Ho anche rifatto il trucco al mio canale youtube e al mio album flickr, non andateci adesso tanto li trovate desolatamente vuoti. E già che ci siete, non pensate neanche a un elefante viola. Torno a tracciare percorsi su Google Earth e scrivere richieste di ospitalità. Bevendo rosso sul divano, ovvio.

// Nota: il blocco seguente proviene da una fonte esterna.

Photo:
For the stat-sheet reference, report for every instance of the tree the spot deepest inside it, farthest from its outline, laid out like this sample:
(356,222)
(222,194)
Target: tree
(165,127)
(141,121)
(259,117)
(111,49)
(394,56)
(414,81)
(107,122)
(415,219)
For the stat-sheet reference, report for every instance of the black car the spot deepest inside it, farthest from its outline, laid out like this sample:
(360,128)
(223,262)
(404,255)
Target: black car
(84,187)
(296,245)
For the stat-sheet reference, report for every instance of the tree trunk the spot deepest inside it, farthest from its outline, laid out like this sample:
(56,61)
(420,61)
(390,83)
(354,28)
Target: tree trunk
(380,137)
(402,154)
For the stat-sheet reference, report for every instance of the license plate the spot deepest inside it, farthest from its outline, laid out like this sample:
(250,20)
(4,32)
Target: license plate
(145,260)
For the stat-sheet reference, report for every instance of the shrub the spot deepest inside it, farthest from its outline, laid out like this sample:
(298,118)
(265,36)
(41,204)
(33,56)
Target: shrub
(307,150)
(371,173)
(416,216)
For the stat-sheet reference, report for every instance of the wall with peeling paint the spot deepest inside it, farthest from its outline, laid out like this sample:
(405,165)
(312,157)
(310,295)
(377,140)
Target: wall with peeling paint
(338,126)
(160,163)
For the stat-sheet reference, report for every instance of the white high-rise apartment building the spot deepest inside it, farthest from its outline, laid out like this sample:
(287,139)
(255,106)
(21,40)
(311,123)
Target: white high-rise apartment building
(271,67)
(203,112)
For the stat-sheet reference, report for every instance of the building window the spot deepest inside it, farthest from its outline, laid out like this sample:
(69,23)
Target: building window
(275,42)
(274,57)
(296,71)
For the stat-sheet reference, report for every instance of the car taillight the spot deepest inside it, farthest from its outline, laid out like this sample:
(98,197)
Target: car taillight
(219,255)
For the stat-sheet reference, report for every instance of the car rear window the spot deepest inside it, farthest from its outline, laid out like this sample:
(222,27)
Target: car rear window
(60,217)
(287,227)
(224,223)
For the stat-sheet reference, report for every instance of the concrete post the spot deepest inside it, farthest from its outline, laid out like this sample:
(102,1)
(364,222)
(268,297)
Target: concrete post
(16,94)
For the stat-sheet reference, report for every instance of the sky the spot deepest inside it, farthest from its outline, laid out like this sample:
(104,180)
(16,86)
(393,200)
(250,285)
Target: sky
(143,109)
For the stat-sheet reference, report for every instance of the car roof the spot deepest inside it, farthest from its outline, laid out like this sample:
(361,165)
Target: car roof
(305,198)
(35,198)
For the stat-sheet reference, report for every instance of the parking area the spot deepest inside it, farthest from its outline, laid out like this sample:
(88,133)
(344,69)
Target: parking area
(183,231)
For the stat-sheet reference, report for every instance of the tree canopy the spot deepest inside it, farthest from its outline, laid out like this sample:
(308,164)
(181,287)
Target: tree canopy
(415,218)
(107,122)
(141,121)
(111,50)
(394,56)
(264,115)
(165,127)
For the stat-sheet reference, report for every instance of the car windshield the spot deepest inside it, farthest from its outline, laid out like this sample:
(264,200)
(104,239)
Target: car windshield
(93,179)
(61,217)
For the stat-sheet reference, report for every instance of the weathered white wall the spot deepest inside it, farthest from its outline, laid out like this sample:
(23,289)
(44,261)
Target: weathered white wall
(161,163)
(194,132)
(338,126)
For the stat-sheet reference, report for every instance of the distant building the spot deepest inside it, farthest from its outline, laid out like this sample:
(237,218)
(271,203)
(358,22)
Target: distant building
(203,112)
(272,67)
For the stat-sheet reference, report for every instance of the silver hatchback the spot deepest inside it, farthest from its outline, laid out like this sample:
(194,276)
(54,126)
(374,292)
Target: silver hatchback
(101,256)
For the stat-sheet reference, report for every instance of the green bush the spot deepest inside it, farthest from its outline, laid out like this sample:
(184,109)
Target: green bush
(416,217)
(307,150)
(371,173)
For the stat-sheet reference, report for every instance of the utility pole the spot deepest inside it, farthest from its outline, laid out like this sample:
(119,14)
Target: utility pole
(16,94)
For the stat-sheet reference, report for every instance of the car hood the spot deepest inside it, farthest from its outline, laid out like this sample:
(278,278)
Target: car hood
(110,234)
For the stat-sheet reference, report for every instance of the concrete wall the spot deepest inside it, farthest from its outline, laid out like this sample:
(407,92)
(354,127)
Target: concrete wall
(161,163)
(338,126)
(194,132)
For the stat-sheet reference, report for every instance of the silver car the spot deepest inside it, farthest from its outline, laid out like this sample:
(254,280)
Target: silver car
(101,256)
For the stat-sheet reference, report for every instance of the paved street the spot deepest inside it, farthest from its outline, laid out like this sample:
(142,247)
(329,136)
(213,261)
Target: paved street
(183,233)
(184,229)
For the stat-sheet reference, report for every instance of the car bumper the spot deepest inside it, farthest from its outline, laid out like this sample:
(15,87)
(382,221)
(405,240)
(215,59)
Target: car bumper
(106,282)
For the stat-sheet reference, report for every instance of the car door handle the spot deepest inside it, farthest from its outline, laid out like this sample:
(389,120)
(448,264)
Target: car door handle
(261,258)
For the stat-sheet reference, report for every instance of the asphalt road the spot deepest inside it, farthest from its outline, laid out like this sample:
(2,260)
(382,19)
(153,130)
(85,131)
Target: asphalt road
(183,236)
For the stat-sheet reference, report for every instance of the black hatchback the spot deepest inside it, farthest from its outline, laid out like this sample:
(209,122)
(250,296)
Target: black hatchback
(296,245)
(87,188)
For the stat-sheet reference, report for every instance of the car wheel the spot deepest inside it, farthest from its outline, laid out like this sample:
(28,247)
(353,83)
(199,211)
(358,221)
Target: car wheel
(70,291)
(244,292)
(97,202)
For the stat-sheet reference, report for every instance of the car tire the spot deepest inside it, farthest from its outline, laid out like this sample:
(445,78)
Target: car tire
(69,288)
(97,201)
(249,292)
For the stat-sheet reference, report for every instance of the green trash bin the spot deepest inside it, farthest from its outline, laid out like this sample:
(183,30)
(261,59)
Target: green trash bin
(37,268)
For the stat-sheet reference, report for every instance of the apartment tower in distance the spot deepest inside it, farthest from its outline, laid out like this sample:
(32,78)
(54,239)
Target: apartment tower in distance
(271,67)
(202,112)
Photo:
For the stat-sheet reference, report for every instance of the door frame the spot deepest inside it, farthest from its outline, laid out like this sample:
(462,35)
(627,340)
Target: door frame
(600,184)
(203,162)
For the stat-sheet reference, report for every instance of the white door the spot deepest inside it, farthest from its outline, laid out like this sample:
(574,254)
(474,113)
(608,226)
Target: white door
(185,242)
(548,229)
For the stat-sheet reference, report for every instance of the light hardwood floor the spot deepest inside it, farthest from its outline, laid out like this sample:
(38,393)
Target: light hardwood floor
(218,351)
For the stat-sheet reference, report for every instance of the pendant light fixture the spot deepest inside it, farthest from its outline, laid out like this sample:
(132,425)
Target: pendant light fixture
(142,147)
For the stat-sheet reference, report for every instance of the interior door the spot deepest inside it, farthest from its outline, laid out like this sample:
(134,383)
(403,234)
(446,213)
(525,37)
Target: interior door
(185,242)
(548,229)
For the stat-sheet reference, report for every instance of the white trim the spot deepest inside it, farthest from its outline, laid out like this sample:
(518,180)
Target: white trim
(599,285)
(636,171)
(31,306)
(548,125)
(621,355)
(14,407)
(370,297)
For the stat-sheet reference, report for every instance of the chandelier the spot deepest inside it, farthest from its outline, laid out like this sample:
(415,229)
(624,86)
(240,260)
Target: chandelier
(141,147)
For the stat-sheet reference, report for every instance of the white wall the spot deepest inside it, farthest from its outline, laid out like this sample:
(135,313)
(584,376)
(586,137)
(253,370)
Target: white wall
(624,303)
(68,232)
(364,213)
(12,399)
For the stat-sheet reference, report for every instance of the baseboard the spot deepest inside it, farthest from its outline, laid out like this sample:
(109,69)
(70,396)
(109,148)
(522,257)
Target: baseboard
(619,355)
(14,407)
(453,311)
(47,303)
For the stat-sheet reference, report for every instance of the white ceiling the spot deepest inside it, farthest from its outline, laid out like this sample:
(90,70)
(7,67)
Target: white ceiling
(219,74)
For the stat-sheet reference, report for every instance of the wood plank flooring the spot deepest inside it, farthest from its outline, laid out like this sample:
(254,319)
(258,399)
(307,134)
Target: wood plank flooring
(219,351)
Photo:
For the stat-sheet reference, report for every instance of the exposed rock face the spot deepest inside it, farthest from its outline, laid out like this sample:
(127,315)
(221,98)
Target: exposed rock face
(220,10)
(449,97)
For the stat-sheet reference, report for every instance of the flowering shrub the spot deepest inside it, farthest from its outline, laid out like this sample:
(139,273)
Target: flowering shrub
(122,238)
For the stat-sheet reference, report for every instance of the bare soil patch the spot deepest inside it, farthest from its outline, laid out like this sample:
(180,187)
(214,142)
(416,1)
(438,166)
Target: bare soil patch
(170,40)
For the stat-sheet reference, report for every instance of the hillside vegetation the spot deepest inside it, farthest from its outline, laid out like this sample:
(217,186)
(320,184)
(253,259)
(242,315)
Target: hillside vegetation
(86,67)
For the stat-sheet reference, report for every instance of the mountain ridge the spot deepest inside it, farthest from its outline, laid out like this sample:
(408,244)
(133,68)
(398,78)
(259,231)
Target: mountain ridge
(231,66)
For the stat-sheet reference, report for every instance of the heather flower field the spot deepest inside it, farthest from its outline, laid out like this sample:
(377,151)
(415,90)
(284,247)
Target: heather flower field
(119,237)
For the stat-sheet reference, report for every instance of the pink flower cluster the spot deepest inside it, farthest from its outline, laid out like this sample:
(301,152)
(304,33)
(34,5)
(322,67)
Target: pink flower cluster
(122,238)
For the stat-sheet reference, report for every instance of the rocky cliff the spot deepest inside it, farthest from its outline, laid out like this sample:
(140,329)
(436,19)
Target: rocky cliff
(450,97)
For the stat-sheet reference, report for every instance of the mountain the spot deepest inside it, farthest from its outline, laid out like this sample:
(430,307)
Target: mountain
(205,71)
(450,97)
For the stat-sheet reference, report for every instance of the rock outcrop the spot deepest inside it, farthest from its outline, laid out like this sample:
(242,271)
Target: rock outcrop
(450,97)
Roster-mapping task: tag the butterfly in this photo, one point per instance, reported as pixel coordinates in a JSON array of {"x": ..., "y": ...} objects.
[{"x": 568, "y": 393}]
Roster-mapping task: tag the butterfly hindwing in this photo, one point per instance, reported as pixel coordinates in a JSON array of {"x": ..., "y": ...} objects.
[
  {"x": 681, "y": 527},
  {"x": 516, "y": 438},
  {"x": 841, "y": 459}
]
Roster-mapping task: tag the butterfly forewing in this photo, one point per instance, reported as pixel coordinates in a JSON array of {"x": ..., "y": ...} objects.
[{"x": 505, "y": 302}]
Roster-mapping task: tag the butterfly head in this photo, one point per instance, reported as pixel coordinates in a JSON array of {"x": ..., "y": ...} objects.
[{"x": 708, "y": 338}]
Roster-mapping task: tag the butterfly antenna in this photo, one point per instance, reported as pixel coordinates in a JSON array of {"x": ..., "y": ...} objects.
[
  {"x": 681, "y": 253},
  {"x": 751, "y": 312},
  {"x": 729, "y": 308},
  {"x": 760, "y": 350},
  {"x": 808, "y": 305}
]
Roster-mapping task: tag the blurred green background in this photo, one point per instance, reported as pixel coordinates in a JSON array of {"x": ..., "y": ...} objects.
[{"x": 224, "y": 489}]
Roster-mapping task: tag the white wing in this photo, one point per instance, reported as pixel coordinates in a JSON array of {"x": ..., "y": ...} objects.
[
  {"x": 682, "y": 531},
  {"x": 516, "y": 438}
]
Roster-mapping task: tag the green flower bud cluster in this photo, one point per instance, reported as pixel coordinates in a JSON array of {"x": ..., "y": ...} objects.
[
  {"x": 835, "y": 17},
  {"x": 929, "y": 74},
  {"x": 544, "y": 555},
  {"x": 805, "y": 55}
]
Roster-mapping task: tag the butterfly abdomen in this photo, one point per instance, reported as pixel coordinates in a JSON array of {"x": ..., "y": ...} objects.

Nientepopodimeno (o Vetta Infuocata)

Non mi resta
che camminare

Taneda Santoka, Zen saké haiku

Secondo la riflessologia plantare cinese, il punto in cui mi è cresciuta la verruca corrisponde al cioccolato. Mangiandone una quantità rilevante si accelera la guarigione dei danni del fastidioso virus CMF (Cazzate dei Medici Frettolosi). Quello che non strozza, ingrassa. Come il cioccolato. Infatti mentre mi impegnavo, con successo, a passare quattro giorni in pigiama e a dar soddisfazioni alla cucina materna, mi arrivava la conferma di ben due (due!) sponsor tecnici. I negozi, uno di Stroncone e uno di Passo Corese, mi danno un sacco di roba ultratecnica; in altre parole, mi ingrassano. Vertigini Sport (altitudine 255,35 m) mi procura zaino e sacco a pelo. Noi Sport mi veste dalla testa ai piedi: giacca, pantaloni e completi intimi, grazie al sostegno nientepopodimeno che di Columbia. Che dire? Grazie, grazie, thank you. Avrò più patacchine addosso di una vettura di formula 1 ma starò bello caldo e asciutto.

Si dovrebbe capire dal tono, comunque lo esplicito: ho sbollito l’ira e la preoccupazione dei giorni scorsi, grazie soprattutto alle amorevoli cure della mia méta (che è appena tornata a fare quello, la méta appunto), ma anche agli incoraggianti commenti ricevuti dalle persone più disparate, pieni di consigli e sostegno. Il piede è quasi guarito, l’attrezzatura si sta pian piano componendo, il cioccolato è buono. Non mi resta che camminare.

Partenza a rischio ritardo (ah, dimenticavo: vaffanculo)

Attenzione, post crudo.

La ferita causata dalla verruca tardava a cicatrizzarsi. All’inizio era solo colpa di un medico incompetente e arrogante. Da oggi se n’è aggiunto un altro: il podologo che stamattina doveva limitarsi a pulirmi calli e duroni ha ben pensato di mettersi a ravanare anche nella verruca riaprendo così la ferita che andava asciugandosi. A metà mattinata avevo il calzino inzuppato di sangue. Il pomeriggio si è riaperta la ferita e ci sono volute due ore a fermarla. Ora ho il piede completamente fasciato e sono incazzato nero: dicono ci vorrà un mese per curarla completamente. Non posso allenarmi, nè portare le scarpe da cammino per abituarle al piede e soprattutto rischio di dover posticipare la partenza. Colpa mia, dovevo lasciar stare l’innocua verruca che d’altra parte era stata lì per anni senza dar alcun fastidio. Certo, se un medico mi dice che è questione di un giorno, tendo a credergli. D’ora in poi, seguire una regola di cristallino buonsenso: non andare da un medico se non si sta male. Non ho mai avuto così tanto bisogno di piedi sani, è paradossale.

Almeno c’è anche qualche buona notizia: progressi positivi sul versante sponsor tecnico, ne scriverò presto. E soprattutto domani arriva la méta del mio viaggio a farmi compagnia per un po’. Quando c’è lei, in genere va tutto bene.